Nothing against SEVERANCE, but there’s a big part of me that can’t help but wish it were a documentary about Joan Severance, the actress and model who starred in many late-night cable movies of the 1980s and 1990s.
Instead, SEVERANCE is a horror-comedy-horror movie from director Christopher Smith, whose movies are well worth catching up on for horror fans. What I like about what he does is that you can’t quite pin down what he does. He works under the general banner of horror, but between his previous film, CREEP, and this, it’s already clear that he isn’t interested in repeating himself. CREEP is a deadpan account of a young woman being terrorized in an underground train station. SEVERANCE is gory gross-out horror that also is more than halfway a comedy.
The tone of SEVERANCE is grim but very, drily, arch. The story involves a group of British and American businesspeople on a company team-building getaway, which is really a flimsy excuse to get a bunch of white-collar uptights up into the woods at a remote cabin where they can eventually get picked apart by an assailant of mysterious origins. You probably wouldn’t recognize many of the cast members, besides THE FACULTY’s Laura Harris and Toby Stephens (the ‘young Clint’ from SPACE COWBOYS), if any, but everyone involved all manage to hit the perfect tone. SEVERANCE is much more serious than The Office (which the cover art and posters work hard to associate it with), but much less serious than HOSTEL or whatever other torture-horror it might get compared to.

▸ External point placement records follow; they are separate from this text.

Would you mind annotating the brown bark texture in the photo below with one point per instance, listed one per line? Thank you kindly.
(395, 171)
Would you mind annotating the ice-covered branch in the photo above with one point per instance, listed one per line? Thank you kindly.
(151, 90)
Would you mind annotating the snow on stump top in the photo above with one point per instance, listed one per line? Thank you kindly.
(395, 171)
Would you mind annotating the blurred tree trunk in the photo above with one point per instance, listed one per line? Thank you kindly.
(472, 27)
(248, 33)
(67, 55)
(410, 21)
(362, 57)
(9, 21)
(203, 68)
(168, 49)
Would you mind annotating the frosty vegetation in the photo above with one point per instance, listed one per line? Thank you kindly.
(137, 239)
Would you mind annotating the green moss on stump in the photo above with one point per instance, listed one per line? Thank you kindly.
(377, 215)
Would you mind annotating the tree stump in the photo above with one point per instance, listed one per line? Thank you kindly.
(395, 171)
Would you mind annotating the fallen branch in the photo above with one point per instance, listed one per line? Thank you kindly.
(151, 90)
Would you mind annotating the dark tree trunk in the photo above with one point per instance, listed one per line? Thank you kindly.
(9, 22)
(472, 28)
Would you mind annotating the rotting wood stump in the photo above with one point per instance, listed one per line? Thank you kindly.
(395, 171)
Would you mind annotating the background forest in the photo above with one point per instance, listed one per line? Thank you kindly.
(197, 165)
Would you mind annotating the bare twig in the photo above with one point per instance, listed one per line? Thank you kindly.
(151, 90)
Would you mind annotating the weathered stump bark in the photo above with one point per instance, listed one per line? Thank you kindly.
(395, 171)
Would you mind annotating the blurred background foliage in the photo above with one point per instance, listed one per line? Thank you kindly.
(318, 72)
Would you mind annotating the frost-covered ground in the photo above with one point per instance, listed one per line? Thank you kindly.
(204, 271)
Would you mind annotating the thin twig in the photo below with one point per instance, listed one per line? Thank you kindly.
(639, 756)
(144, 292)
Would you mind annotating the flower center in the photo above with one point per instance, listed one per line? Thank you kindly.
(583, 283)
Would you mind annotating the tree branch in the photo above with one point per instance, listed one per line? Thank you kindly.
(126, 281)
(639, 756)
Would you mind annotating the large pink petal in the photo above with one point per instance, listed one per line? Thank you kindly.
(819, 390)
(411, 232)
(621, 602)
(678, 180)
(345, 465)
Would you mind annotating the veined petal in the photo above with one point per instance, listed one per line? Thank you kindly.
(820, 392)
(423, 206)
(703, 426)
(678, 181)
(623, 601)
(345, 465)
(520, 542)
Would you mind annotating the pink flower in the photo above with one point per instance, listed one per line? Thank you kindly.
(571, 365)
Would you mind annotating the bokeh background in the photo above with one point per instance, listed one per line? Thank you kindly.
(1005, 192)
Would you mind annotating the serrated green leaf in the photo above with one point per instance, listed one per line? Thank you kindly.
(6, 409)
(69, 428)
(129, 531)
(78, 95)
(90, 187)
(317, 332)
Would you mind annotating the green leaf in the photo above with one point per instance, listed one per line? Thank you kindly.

It’s a fun late-night watch, but SEVERANCE feels more like a tonal exercise for its talented director, rather than a major work or a new cult classic. It has crisp, appealing cinematography by Ed Wild, snappy editing by Stuart Gazzard, and a superior score by Christian Henson. It’s a well-made movie, but it doesn’t ultimately resonate too strongly. The movie has a fun, gleefully anarchic tone at the beginning, but the pace slackens at the middle, and the last third is solidly-done but rather standard — even if the idea for the villain is relatively original, and certainly indicative of Smith’s thematic and satirical goals. Overall, I liked it but I didn’t love it. That’s not in any way to say that I’m not still extremely enthusiastic about seeing Smith’s next films, because I am.